Limitations of explanatory data visualizations
There are a few potential pitfalls to be aware of when creating explanatory data visualizations:
- By focusing on a single key message, other data can become obscured or more difficult to read and interpret.
- If data is hidden or obscured, this might make the message appear to be biased
- Some readers may not want to take the message at face value, they might prefer to see the data backs up the findings
These issues can be avoided with good design. A good explanatory data visualization will deliver the key message without obscuring the data behind it. everviz features can help you to achieve this balance. For example, you might choose to retain supporting data but use different format techniques to draw attention to the most important features.

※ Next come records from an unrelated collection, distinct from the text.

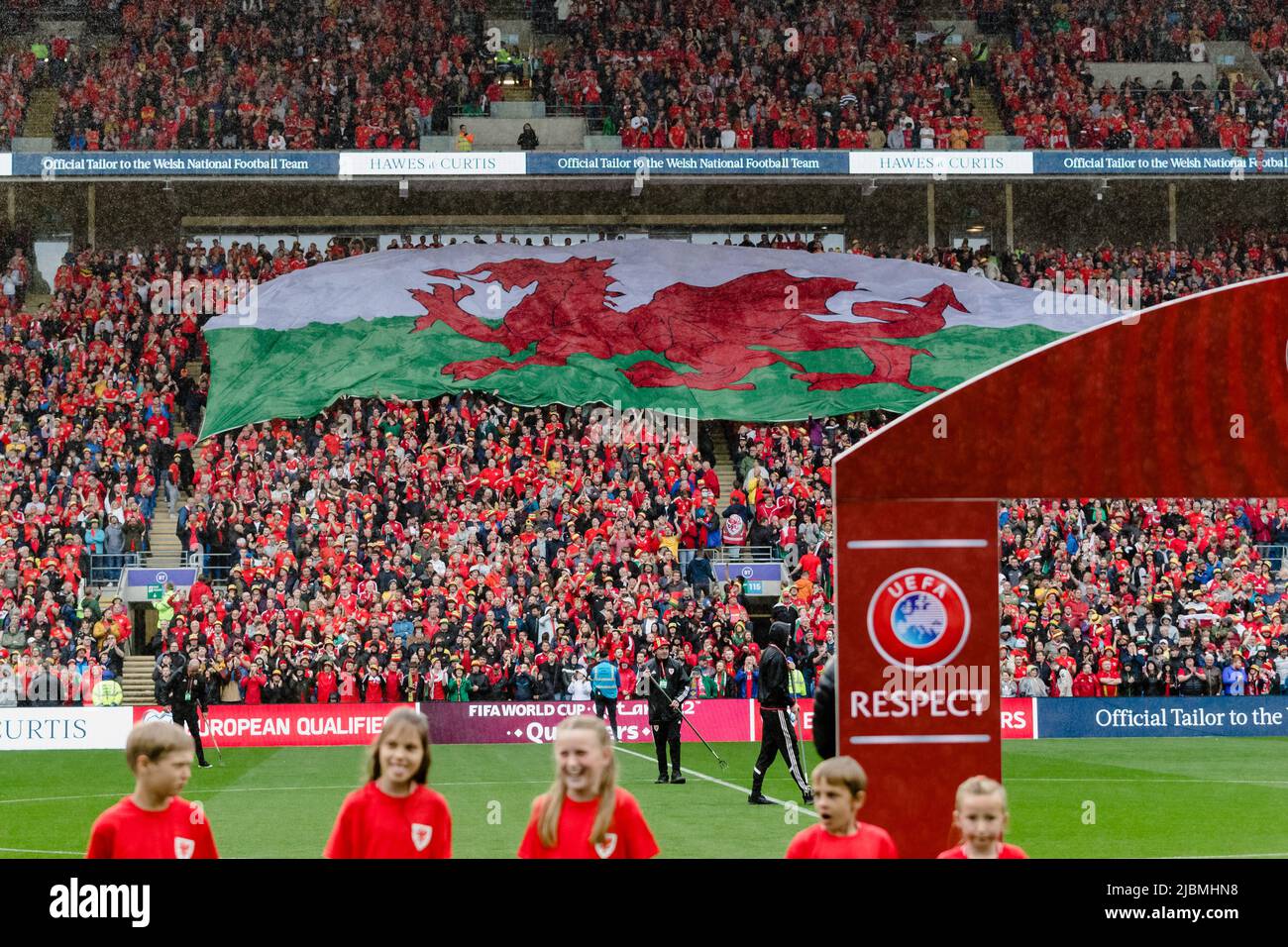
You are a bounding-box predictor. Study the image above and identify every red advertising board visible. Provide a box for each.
[1002,697,1038,740]
[836,500,1002,858]
[420,698,814,743]
[134,703,398,749]
[832,274,1288,858]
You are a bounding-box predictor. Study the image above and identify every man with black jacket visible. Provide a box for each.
[166,659,211,770]
[635,638,690,784]
[747,621,814,805]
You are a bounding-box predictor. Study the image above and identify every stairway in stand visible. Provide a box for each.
[121,655,156,707]
[970,85,1006,136]
[711,424,742,499]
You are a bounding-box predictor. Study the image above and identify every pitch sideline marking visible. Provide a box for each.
[1002,776,1288,786]
[613,743,818,818]
[1158,852,1288,862]
[0,780,564,805]
[0,848,85,856]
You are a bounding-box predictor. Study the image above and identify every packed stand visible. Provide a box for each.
[532,0,984,150]
[133,395,834,703]
[0,44,38,152]
[0,241,216,702]
[1000,500,1288,697]
[0,225,1288,703]
[54,0,489,151]
[992,0,1288,152]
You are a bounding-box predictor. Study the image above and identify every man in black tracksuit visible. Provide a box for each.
[635,638,690,783]
[166,659,210,770]
[747,621,814,805]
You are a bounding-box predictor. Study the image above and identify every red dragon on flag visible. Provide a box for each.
[411,258,967,391]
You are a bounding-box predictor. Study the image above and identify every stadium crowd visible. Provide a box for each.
[992,0,1288,151]
[0,0,1288,151]
[0,233,1288,703]
[54,0,492,151]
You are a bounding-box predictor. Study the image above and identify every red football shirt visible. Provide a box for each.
[85,796,219,858]
[939,841,1027,858]
[519,786,658,858]
[787,822,899,858]
[322,781,452,858]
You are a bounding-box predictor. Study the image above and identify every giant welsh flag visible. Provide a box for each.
[202,240,1107,437]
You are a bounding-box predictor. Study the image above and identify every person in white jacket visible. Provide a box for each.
[564,668,592,701]
[1056,668,1073,697]
[0,663,18,707]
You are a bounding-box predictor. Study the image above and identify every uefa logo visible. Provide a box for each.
[868,569,970,668]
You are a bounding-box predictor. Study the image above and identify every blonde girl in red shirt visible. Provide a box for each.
[519,714,658,858]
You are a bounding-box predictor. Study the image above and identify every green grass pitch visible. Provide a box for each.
[0,738,1288,858]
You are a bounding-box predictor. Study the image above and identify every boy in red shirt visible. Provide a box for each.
[519,714,658,858]
[787,756,899,858]
[323,707,452,858]
[85,720,219,858]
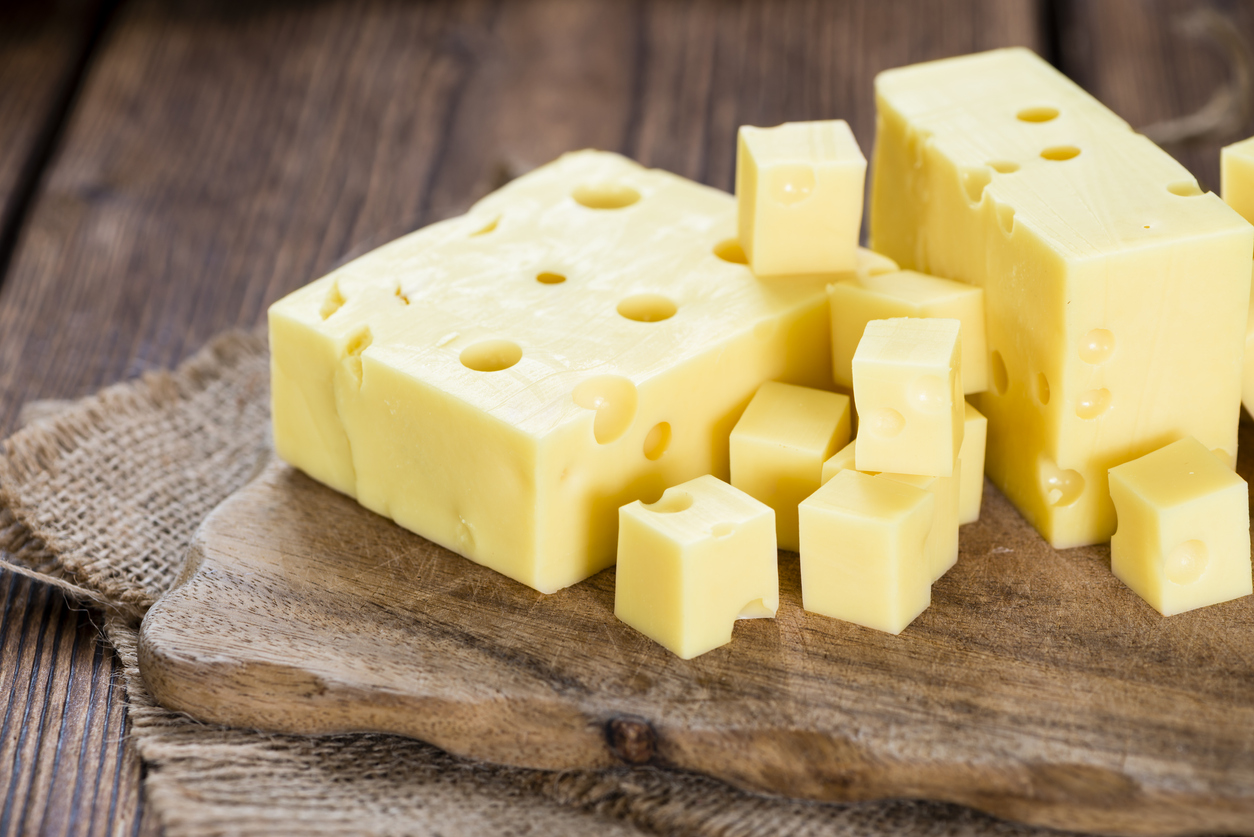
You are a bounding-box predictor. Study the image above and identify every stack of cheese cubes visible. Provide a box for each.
[270,49,1254,658]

You can also use everviz tools like tooltips to deliver additional information without detracting from the key message.
However, you should assume that any ‘hidden’ features just as those requiring a click, selection, or mouse-hover, might be missed or inaccessible. These should not be relied on as a sole means of delivering information.
It is important to be aware that what might be obvious and intuitive on one device, might not be accessible on another. As well as differences between device capabilities (e.g., mouse vs touchscreen), users may also have other accessibility needs (for example, they may use screen readers) or have restricted internet connectivity.
However, these issues can be combated through good design ensuring that use of interactive features remains optional. everviz can help you to develop high-quality explanatory visualizations that can contain all the necessary data without detracting from the overall delivery of the key message.
In this example, the everviz annotation tool has been used to indicate that more information can be gained by using the tooltip tool. However, the tooltip only contains non-essential supporting data which is not needed to understand the chart.
Exploratory Data Visualizations are usually used behind the scenes as part of the data analysis and interpretation phase.
Explanatory Data Visualizations are charts or graphs that are used to inform others about the results. A good Explanatory Data Visualization will be designed to deliver the key message clearly but accurately.
When creating visualizations, it is important to adapt to the needs of the audience and to ensure that the key message is accessible to all users.
everviz provides many features that can help you design high quality Explanatory Data Visualizations which are ideal for sharing your data or findings with your audience.